What is visible to the writer must be invisible to others in order for the writing to be interesting. It’s the same for the painter and the musician, obviously. The ding of the bell of recognition that we all hear, we all recognize and then we see. Isn’t it so?

Sometimes I just sit under the sky in God’s great light and write. The back porch features a fish pond and Bob the feral cat who lives under the house. Actually he’s not so feral anymore. He begs for pets, bumps my foot and reaches up and snags my sleeve imploring me in his most meowy voice for more rubs behind the ears. But this is a different light alright and a different voice. The mute gestures of the fish as they circle waiting for dinner. The gentle swaying of the willow as it leans over the pond. The cold north wind has lost its vigor. It’s just a whisper.

Oh yeah, I’m supposed to be reviewing Annie’s book.

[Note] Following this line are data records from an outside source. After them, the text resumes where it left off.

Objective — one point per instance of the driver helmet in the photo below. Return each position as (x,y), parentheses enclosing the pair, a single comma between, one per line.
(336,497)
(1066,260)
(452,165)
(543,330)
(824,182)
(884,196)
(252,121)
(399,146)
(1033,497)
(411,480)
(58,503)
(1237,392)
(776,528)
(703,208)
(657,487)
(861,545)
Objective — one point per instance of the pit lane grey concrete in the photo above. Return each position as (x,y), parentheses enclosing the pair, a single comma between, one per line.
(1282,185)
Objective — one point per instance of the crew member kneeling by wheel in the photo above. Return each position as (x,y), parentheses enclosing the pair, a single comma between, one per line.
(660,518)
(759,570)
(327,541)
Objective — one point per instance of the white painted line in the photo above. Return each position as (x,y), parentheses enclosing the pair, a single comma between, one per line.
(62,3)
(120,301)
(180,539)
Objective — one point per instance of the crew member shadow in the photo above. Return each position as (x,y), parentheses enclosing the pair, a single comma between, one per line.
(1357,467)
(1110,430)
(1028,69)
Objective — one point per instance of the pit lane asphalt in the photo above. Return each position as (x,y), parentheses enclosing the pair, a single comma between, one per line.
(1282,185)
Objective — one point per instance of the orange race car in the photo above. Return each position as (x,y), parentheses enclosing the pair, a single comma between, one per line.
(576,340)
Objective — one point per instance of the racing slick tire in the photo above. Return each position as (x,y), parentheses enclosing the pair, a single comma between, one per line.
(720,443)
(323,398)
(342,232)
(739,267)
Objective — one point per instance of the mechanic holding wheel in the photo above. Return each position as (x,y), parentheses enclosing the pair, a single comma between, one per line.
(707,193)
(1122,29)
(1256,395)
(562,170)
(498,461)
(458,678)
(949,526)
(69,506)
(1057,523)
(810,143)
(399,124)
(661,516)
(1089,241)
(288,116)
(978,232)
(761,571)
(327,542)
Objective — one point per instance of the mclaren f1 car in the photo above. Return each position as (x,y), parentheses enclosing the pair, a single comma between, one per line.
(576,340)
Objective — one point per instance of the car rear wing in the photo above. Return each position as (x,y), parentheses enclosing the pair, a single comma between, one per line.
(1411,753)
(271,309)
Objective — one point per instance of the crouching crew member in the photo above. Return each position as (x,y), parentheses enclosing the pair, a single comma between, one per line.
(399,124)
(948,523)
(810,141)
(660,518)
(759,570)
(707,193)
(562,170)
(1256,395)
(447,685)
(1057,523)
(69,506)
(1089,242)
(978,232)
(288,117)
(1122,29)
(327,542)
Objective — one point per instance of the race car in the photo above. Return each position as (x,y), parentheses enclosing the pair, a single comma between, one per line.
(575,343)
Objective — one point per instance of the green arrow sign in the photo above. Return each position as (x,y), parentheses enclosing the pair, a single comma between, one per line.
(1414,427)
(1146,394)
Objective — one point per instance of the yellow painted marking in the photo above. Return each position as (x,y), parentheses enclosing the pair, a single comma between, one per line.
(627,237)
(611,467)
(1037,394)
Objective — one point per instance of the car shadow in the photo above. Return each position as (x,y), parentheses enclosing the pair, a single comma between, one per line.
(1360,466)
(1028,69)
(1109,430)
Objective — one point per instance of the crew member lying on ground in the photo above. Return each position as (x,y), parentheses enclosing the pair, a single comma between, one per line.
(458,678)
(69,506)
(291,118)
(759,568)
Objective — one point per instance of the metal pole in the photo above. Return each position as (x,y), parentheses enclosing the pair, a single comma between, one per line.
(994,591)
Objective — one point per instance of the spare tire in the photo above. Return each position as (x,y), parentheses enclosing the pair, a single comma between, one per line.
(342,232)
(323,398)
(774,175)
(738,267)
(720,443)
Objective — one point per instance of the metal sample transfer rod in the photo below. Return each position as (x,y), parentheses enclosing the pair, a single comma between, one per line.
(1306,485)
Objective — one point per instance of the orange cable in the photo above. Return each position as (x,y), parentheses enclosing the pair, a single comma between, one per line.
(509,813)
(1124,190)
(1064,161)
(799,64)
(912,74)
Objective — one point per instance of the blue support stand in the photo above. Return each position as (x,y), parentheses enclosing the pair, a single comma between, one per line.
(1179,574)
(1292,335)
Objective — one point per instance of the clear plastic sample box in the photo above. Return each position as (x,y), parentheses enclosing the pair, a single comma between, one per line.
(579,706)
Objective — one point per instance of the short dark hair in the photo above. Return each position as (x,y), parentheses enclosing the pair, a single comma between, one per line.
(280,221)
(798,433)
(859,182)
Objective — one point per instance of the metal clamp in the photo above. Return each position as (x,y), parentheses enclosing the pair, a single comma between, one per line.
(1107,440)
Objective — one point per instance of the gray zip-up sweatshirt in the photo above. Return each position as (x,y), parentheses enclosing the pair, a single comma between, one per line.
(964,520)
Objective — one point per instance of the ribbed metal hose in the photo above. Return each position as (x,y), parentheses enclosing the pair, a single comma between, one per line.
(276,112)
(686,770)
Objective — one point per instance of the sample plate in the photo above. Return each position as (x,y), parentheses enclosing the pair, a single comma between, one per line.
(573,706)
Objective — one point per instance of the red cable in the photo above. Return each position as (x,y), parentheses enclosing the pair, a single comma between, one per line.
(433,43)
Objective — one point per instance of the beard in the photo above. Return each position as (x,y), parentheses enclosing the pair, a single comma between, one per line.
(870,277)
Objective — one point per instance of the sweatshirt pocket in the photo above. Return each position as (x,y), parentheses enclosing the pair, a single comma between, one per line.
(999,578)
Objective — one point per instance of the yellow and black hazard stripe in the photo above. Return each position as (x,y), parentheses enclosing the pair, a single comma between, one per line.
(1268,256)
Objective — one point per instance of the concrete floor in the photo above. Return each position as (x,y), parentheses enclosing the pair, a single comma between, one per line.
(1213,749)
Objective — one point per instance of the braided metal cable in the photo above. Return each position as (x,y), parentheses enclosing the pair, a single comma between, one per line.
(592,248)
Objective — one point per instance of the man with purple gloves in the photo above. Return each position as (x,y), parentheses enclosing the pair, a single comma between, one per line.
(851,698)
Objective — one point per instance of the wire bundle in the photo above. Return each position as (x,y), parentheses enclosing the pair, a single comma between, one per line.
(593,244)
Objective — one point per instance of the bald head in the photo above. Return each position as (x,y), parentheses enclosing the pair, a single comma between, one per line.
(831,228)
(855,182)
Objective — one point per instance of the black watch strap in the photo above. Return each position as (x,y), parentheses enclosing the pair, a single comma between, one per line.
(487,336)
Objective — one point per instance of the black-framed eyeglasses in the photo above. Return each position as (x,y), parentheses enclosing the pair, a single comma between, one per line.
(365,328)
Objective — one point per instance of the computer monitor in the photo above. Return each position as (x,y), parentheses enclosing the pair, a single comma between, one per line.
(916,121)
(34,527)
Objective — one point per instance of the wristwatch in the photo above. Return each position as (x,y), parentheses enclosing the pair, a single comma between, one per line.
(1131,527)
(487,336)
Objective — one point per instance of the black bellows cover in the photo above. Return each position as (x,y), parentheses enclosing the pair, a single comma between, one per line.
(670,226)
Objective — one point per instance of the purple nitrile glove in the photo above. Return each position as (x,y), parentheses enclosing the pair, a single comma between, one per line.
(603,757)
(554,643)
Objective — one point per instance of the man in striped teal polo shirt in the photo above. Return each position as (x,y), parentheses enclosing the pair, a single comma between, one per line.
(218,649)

I found it a bit tedious, actually, and overblown but I did gain a fair amount of inspiration from the quotes. “Another day, another dollar; fourteen hours on snowshoes and wish I had pie.” from a Maine trapper’s diary opens chapter three. That’s brilliant. Succinct and evocative. I wish I had a pie. Who doesn’t? Especially after tromping around in snowshoes for fourteen hours. A pie and some hot coffee. A lonely trapper’s life in the snowy Maine woods and no pie. What a crumby deal.

Sometimes I cue off of movies. like the one I’m watching right now: Mammals. On Amazon Prime. The guy’s wife is cheating on him so he tracks down the guy and breaks into his house or flat as they say in England and waits for him to come home. But wait, is that the guy or is he in the wrong house? Surprises and disasters amid lovely scenes at the beach in Plymouth where they go for vacation, the guy and his wife. She has a miscarriage, a whale cavorts off shore, they drink champagne in a hot tub. Lot’s happening. Not much of it makes sense in a logical narrative kind of way. You just don’t know where it’s going next. Kind of like Mal Waldron’s piano. Kind of like this post.

The jazz is riffing in my brain and I’m feeling good. I am a big admirer of Annie Dillard. I read all the personal narrative parts of The Writing Life and skipped all the other junk. Pilgrim at Tinker Creek and An American Childhood are quite excellent though. I should have reviewed them.